W czwartek 12 radnych koalicji Postaw na Chełm, PSL oraz Rozwój i Demokracja odwołało w tajnym głosowaniu radnego Waldemara Kuśmierza (PiS) z funkcji wiceprzewodniczącego Rady Miasta Chełm. Radni opozycji (PO i PiS) nie wzięli udziału w głosowaniu i na znak protestu wyszli z sali.
W zarzutach – choć nie ujętych w uzasadnieniu wniosku – pojawiło się też to, że radny Kuśmierz miał jakoby użyć w odniesieniu do niektórych radnych sformułowania "radni drugiego sortu”. – Stwierdzenie, że ktoś jest "drugiego sortu” to zwykłe obrażanie – komentuje Zygmunt Gardziński, przewodniczący RM (Postaw na Chełm). – Tymczasem każdy zasługuje na szacunek i nie godzi się, a by ktokolwiek, kogokolwiek obrażał.
Sam Kuśmierz do tego cytatu się nie przyznaje. Potwierdza jednak, że mówił o tym, że "radnymi zostają osoby z nieciekawą przeszłością”.
– Ważny jest jednak kontekst tej wypowiedzi – tłumaczy Waldemar Kuśmierz. – Chodziło o to, że nie było jeszcze takiej sytuacji, że do rady weszło tylu ludzi, których wyborcy de facto nie wybrali. Faktycznie weszli na miejsce wybranych radnych, którzy zdecydowali się na pełnienie innej funkcji, np. prezesa miejskiej spółki, czy prezydenta.

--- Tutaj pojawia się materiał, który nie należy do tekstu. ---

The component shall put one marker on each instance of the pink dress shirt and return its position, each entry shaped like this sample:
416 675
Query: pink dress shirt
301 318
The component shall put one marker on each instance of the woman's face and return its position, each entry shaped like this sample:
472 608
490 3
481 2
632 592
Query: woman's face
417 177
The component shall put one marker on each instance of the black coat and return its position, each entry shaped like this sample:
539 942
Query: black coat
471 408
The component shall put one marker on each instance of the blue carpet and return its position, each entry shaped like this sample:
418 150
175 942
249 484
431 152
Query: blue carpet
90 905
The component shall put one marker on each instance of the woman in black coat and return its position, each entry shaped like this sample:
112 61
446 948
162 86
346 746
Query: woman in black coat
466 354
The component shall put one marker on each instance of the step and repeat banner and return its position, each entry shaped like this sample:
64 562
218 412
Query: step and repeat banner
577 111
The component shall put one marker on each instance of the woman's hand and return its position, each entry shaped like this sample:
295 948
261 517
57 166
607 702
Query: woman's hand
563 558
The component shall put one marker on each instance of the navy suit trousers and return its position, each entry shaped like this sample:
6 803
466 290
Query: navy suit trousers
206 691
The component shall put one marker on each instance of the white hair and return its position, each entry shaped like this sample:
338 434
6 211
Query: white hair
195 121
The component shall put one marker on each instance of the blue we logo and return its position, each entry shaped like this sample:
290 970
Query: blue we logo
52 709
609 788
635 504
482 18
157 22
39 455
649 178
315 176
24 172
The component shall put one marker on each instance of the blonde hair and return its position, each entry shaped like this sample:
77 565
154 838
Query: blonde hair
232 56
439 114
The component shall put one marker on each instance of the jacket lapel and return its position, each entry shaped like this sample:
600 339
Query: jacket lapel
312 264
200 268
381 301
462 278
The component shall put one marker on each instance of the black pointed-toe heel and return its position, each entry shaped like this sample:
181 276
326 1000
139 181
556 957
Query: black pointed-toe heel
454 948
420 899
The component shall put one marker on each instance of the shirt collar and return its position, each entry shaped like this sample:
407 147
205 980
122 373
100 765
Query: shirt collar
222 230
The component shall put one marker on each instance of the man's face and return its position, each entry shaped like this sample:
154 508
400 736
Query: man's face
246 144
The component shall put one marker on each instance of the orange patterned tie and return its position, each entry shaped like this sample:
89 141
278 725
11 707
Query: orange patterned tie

Kuśmierz dodaje, że w gronie osób, które zastąpiły odchodzących radnych, znaleźli się właśnie także ci "z nieciekawą przeszłością”. Po raz kolejny powtórzył, że chodzi mu o radnego Sławomira Hodałę, który wszedł do rady za obecną prezydent Agatę Fisz, a który, jak wyraził się były już wiceprzewodniczący, "miał problemy z prawem”.
– Nie ukrywam, że mi się to nie podoba i nie zamierzam zrzekać się prawa do krytyki takiej sytuacji i wypowiadania własnego zdania. Nie zamierzałem też być zakładnikiem funkcji wiceprzewodniczącego – dodaje Kuśmierz.